На круглых столиках, толпящихся вокруг сцены, торчат вверх ногами стулья, будто коллекция оленьих рогов. Ландсман переворачивает два из них, и они с Берко устраиваются подальше от сцены, у крепко запертой входной двери. Госпожа Калушинер удаляется в комнату в глубине зала, и стеклярусная штора клацает за ней, словно выбитые зубы, сплюнутые в жестяное ведро.
– Ну не куколка? – восхищается Берко.
– Прелесть, – соглашается Ландсман. – Она приходит сюда только по утрам, чтобы не видеть посетителей.
«Воршт» – заведение, где надираются музыканты Ситки после закрытия театров и клубов. Далеко за полночь они набиваются сюда, снег на шляпах, дождь за отворотами, и заполняют маленькую эстраду, и убивают друг друга кларнетами и скрипками. Как всегда, когда ангелы собираются вместе, они ведут себя как бесы-гангстеры, ганефы и женщины с трудной судьбой.
– Она не любит музыкантов, – уточняет Ландсман.
– Но ведь муж ее был… о, дошло.
Натан Калушинер до самой смерти владел «Ворштом» и был королем сопранового кларнета in C.
Он был игрок и наркоман и просто дурной человек во всех отношениях, но когда играл, это выглядело словно в него диббук вселился. Меломан Ландсман забегал поглядеть на маленького сумасшедшего шкоца и пытался вызволить его из скверных ситуаций, в которые постоянно вовлекали Калушинера его нездравые суждения и не знающая покоя душа. Потом, в один прекрасный день, Калушинер исчез вместе с женой хорошо известного русского штаркера, не оставив госпоже Калушинер ничего, кроме «Воршта» и доброй воли кредиторов. Останки Натана Калушинера (при коих не оказалось кларнета in C) позднее прибило течением у доков Якоби.
– А это его собака? – говорит Берко, указывая на сцену.
На месте, где Калушинер обычно стоял и дудел каждую ночь, сидит курчавый двортерьер, белый с желтыми подпалинами и черным пятном вокруг глаза. Песик просто сидит, навострив уши, словно прислушивается к эху голоса или музыке, звучащей у него в голове. Провисшая цепь соединяет его с железной скобой в стене.
– Это Гершель, – говорит Ландсман. Ему немного больно думать об усердном выражении песьей морды, о его собачьем спокойном долготерпении; Ландсман отворачивается. – Он вот так сидит уже пять лет.
– Трогательно.
– Наверно. От этого животного, если честно, у меня мурашки по коже.

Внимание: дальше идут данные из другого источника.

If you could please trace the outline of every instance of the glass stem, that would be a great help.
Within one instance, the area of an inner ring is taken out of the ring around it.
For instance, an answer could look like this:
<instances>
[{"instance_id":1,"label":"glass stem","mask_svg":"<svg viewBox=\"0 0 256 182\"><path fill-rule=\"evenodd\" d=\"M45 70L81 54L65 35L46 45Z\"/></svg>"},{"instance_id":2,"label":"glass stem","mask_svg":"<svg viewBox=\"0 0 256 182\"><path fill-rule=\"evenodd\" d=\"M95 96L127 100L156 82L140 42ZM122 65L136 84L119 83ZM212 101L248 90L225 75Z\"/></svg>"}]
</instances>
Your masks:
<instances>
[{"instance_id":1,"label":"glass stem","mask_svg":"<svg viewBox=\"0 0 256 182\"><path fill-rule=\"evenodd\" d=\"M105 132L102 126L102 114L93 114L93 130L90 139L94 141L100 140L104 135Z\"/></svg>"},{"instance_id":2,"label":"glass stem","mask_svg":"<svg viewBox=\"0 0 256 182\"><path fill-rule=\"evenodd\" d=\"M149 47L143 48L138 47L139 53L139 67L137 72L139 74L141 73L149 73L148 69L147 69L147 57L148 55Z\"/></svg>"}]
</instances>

Снова появляется госпожа Калушинер, неся металлическую миску с маринованными помидорами и огурцами, корзинку с маковыми рогаликами и миску сметаны. Все это балансирует на ее левой руке. В правой, естественно, она несет бумажный стаканчик-плевательницу.
– Прекрасные огурчики, – высказывается Берко и, когда ответа не следует, заходит с другой стороны: – Милая собачка.

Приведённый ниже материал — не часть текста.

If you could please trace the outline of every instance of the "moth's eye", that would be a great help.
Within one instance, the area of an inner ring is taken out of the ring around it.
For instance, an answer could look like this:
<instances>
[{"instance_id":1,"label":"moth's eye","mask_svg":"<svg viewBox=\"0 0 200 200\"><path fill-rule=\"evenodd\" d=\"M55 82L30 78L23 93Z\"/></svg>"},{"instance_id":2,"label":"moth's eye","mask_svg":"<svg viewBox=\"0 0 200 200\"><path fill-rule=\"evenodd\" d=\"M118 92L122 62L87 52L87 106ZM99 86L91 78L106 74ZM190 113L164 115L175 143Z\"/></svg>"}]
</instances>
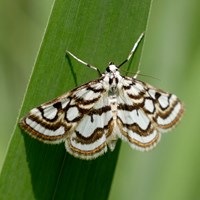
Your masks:
<instances>
[{"instance_id":1,"label":"moth's eye","mask_svg":"<svg viewBox=\"0 0 200 200\"><path fill-rule=\"evenodd\" d=\"M110 72L110 67L107 67L107 68L106 68L106 71L107 71L107 72Z\"/></svg>"}]
</instances>

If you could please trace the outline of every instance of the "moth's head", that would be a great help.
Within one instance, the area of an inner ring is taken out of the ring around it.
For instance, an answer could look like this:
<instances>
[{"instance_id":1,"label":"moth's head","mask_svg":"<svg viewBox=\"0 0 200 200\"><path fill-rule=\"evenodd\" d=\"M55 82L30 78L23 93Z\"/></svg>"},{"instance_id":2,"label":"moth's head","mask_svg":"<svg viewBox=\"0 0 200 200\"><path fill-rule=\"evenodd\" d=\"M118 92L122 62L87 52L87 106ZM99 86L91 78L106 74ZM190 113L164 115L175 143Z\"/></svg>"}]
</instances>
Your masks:
<instances>
[{"instance_id":1,"label":"moth's head","mask_svg":"<svg viewBox=\"0 0 200 200\"><path fill-rule=\"evenodd\" d=\"M106 72L107 73L116 73L116 71L118 71L118 67L113 62L109 62L109 65L106 68Z\"/></svg>"}]
</instances>

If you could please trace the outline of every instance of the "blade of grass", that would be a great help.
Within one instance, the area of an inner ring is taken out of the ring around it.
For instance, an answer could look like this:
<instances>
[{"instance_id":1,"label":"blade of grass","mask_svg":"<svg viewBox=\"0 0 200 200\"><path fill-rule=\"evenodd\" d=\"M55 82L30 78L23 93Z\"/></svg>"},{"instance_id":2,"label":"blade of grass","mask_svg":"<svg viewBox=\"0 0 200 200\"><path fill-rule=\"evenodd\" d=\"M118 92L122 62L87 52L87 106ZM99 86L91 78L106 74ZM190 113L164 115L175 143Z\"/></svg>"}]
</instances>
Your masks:
<instances>
[{"instance_id":1,"label":"blade of grass","mask_svg":"<svg viewBox=\"0 0 200 200\"><path fill-rule=\"evenodd\" d=\"M95 78L65 59L68 49L103 71L120 63L146 29L151 0L56 0L20 116ZM132 62L138 65L141 46ZM47 145L15 127L0 177L1 199L107 199L120 144L94 161L75 159L64 145Z\"/></svg>"}]
</instances>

До чего же они трогательны, думает Ландсман, эти усилия, которые Берко всегда готов вложить в беседу с кем угодно. Чем крепче человек прикусывает язык, тем настойчивей становится Берко. Так было и в детстве. Он упрямо приставал к людям, и особенно к закрытому на все застежки двоюродному брату Мейеру.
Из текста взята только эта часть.